Il apparaît équitable, compte tenu des pièces versées aux débats, des situations financières respectives des parties et de l’engagement du locataire en défense d’apurer sa dette, de laisser à la charge de la SA PLURIAL NOVILA venant aux droits de l’OPH HABITAT 77 les frais non compris dans les dépens qui se sont avérés nécessaires pour la présente instance. Il y a donc lieu de rejeter la demande fondée sur l’article 700 du code de procédure civile.
Sur l’exécution provisoire
Conformément à l’article 514 du code de procédure civile, les décisions de première instance sont de droit exécutoires à titre provisoire à moins que la loi ou la décision rendue n’en dispose autrement.

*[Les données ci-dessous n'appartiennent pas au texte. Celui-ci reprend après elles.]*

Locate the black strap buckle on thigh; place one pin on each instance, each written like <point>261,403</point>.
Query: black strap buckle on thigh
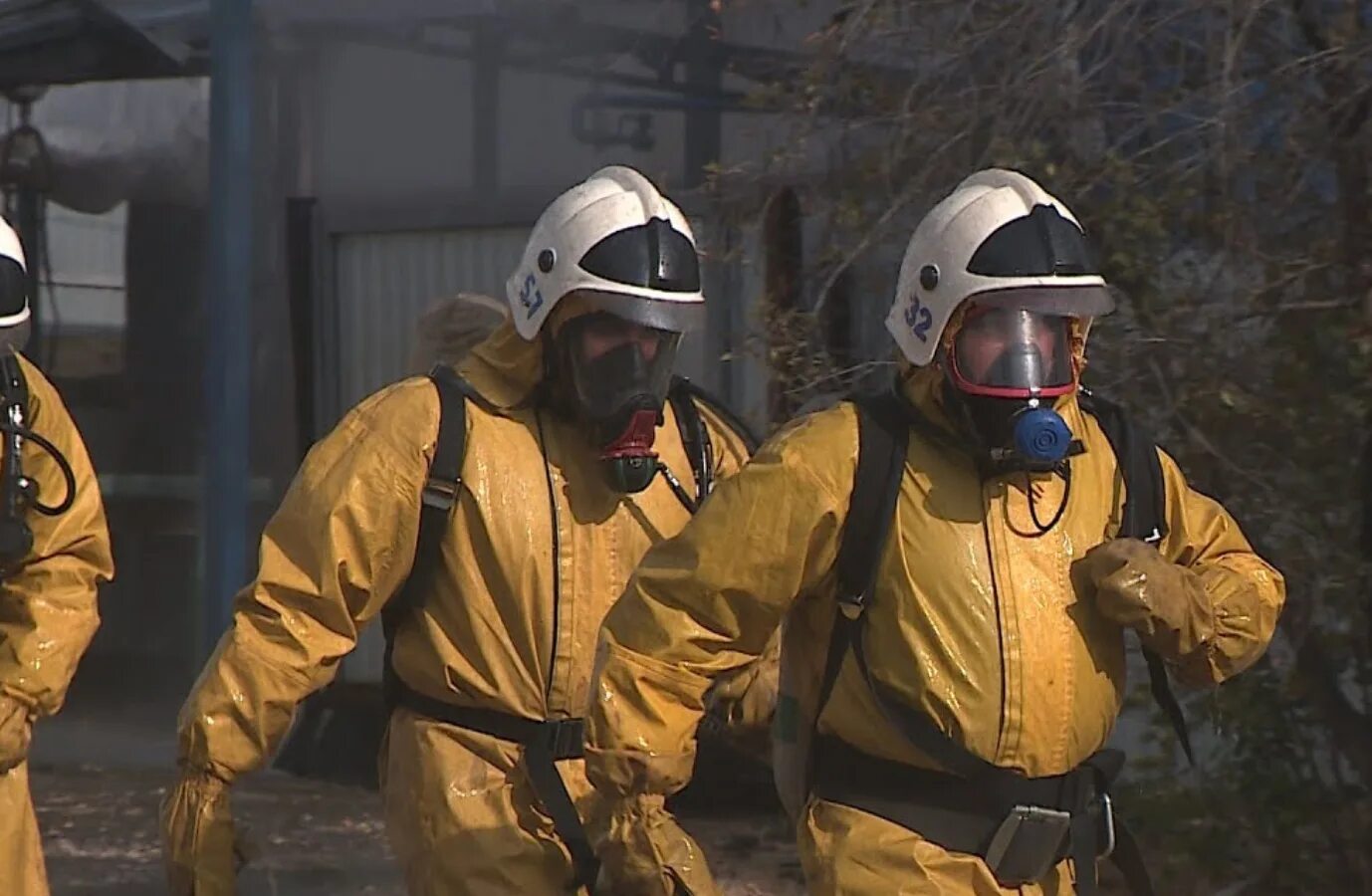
<point>1020,826</point>
<point>545,743</point>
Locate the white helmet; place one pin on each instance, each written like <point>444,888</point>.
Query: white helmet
<point>616,239</point>
<point>1004,239</point>
<point>14,279</point>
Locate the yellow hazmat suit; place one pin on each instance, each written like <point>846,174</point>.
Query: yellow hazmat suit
<point>537,551</point>
<point>47,617</point>
<point>1013,644</point>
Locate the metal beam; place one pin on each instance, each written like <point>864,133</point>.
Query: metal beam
<point>227,372</point>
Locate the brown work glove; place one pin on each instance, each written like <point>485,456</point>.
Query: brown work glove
<point>202,848</point>
<point>15,733</point>
<point>1139,588</point>
<point>645,852</point>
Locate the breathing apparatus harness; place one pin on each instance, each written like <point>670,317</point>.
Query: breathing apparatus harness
<point>19,493</point>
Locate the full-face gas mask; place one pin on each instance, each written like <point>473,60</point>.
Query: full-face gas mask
<point>612,374</point>
<point>1006,368</point>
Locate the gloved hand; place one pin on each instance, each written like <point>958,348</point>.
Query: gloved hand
<point>15,733</point>
<point>1138,587</point>
<point>202,849</point>
<point>645,852</point>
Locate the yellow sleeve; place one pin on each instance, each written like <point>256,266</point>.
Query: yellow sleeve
<point>338,548</point>
<point>48,608</point>
<point>710,599</point>
<point>1244,591</point>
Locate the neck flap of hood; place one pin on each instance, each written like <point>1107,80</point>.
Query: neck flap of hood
<point>505,368</point>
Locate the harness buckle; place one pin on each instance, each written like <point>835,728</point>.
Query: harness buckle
<point>565,739</point>
<point>852,605</point>
<point>1107,834</point>
<point>1027,844</point>
<point>441,494</point>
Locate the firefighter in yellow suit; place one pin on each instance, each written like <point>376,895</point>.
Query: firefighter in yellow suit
<point>54,552</point>
<point>1001,599</point>
<point>573,465</point>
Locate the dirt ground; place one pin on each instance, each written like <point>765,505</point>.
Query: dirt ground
<point>101,838</point>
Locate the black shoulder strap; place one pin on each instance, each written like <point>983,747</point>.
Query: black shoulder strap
<point>15,385</point>
<point>1143,516</point>
<point>686,398</point>
<point>439,496</point>
<point>882,442</point>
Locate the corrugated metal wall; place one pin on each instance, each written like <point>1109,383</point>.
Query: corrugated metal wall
<point>384,282</point>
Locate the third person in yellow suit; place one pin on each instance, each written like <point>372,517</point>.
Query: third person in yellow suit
<point>577,450</point>
<point>946,700</point>
<point>54,555</point>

En l’espèce, compte tenu de la nature du litige et en l’absence de dispositions légales contraires, l’exécution provisoire est de droit.
PAR CES MOTIFS
Le juge des contentieux de la protection, statuant publiquement, par mise à disposition au greffe, par jugement contradictoire et en premier ressort,
DÉCLARE irrecevable l’action de la SA PLURIAL NOVILA venant aux droits de l’OPH HABITAT 77, tendant au prononcé de la résiliation judiciaire du contrat de bail conclu entre l’OPH HABITAT 77, d’une part, et M. [K] [G], d’autre part, concernant le logement situé au [Adresse 6],
CONSTATE que les demandes accessoires d’expulsion, de fixation d’une indemnité d’occupation et de sort des meubles sont sans objets,
CONDAMNE M. [K] [G] à verser à la SA PLURIAL NOVILA venant aux droits de l’OPH HABITAT 77 la somme de 4 511,35 euros (décompte arrêté au 12 janvier 2026, terme du mois de janvier 2026 inclus), avec intérêt au taux légal à compter du 17 mars 2025 sur la somme de 2 525,58 € euros et à compter du présent jugement pour le surplus ;
AUTORISE M. [K] [G] à s’acquitter de cette somme en 23 mensualités de 30 € chacune et une 24e mensualité qui soldera la dette en principal et intérêts ;
PRÉCISE que chaque mensualité devra intervenir avant le 15 de chaque mois et pour la première fois le 15 du mois suivant la signification du présent jugement ;
DIT qu’à défaut de paiement d’une seule échéance à son terme, l’intégralité des sommes restant dues deviendra de plein-droit immédiatement exigible sept jours après la date de présentation d’une mise en demeure par lettre recommandée avec accusé de réception demeurée infructueuse ;
DÉBOUTE les parties du surplus de leurs prétentions ;
CONDAMNE M. [K] [G] aux entiers dépens de la présente instance qui comprendront notamment de l’assignation et de sa notification à la préfecture, ainsi qu’aux frais d’exécution rendus nécessaires au sens de l’article L.111-8 du code des procédures civiles d’exécution;
RAPPELLE que l’exécution provisoire est de droit ;
Ainsi jugé et prononcé par mise à disposition du jugement au greffe du tribunal judiciaire, le 16 mars 2026, les parties en ayant été préalablement avisées dans les conditions prévues au deuxième alinéa de l’article 450 du code de procédure civile, la minute étant signée électroniquement par le juge et par la greffière.